Simple and small library to compute differential operators (gradient, divergence, Laplacian) on point clouds.
Visualization in Polyscope of the output of the gradient operator on the x-coordinate of Spot (by Keenan Crane).
The recommended installation method is by using pip:
pip install pcdiff
See examples/demo.py for a full visual demo. For a quick start:
import numpy as np
from pcdiff import knn_graph, estimate_basis, build_grad_div, laplacian
# Random point cloud
pos = np.random.rand(1000, 3)
# Generate kNN graph
edge_index = knn_graph(pos, 20)
# Estimate normals and local frames
basis = estimate_basis(pos, edge_index)
# Build gradient and divergence operators (Scipy sparse matrices)
grad, div = build_grad_div(pos, *basis, edge_index)
# Setup the Laplacian as the divergence of gradient:
laplacian = -(div @ grad)
# Define some function on the point cloud
x = np.random.rand(1000, 1)
# Compute gradient of function
# The output is of size 2N, with the two components of the vector field interleaved:
# [x_1, y_1, x_2, y_2, ..., x_N, y_N]
grad_x = grad @ x
For sake of simplicity, every operation is written in Numpy and could be accelerated with Numba or Jax.
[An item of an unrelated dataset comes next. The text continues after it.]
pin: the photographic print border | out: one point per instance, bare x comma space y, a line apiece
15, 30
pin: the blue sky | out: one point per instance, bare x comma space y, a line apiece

If you would like to use these operators in PyTorch, please refer the github repository for DeltaConv. The operators are accessible from deltaconv.geometry
.
We use a moving-least-squares approach. TL;DR: we fit a small patch of surface to each point's neighborhood and compute gradient and divergence on this patch of surface. A more detailed procedure is described in the paper where we used this technique and its supplement.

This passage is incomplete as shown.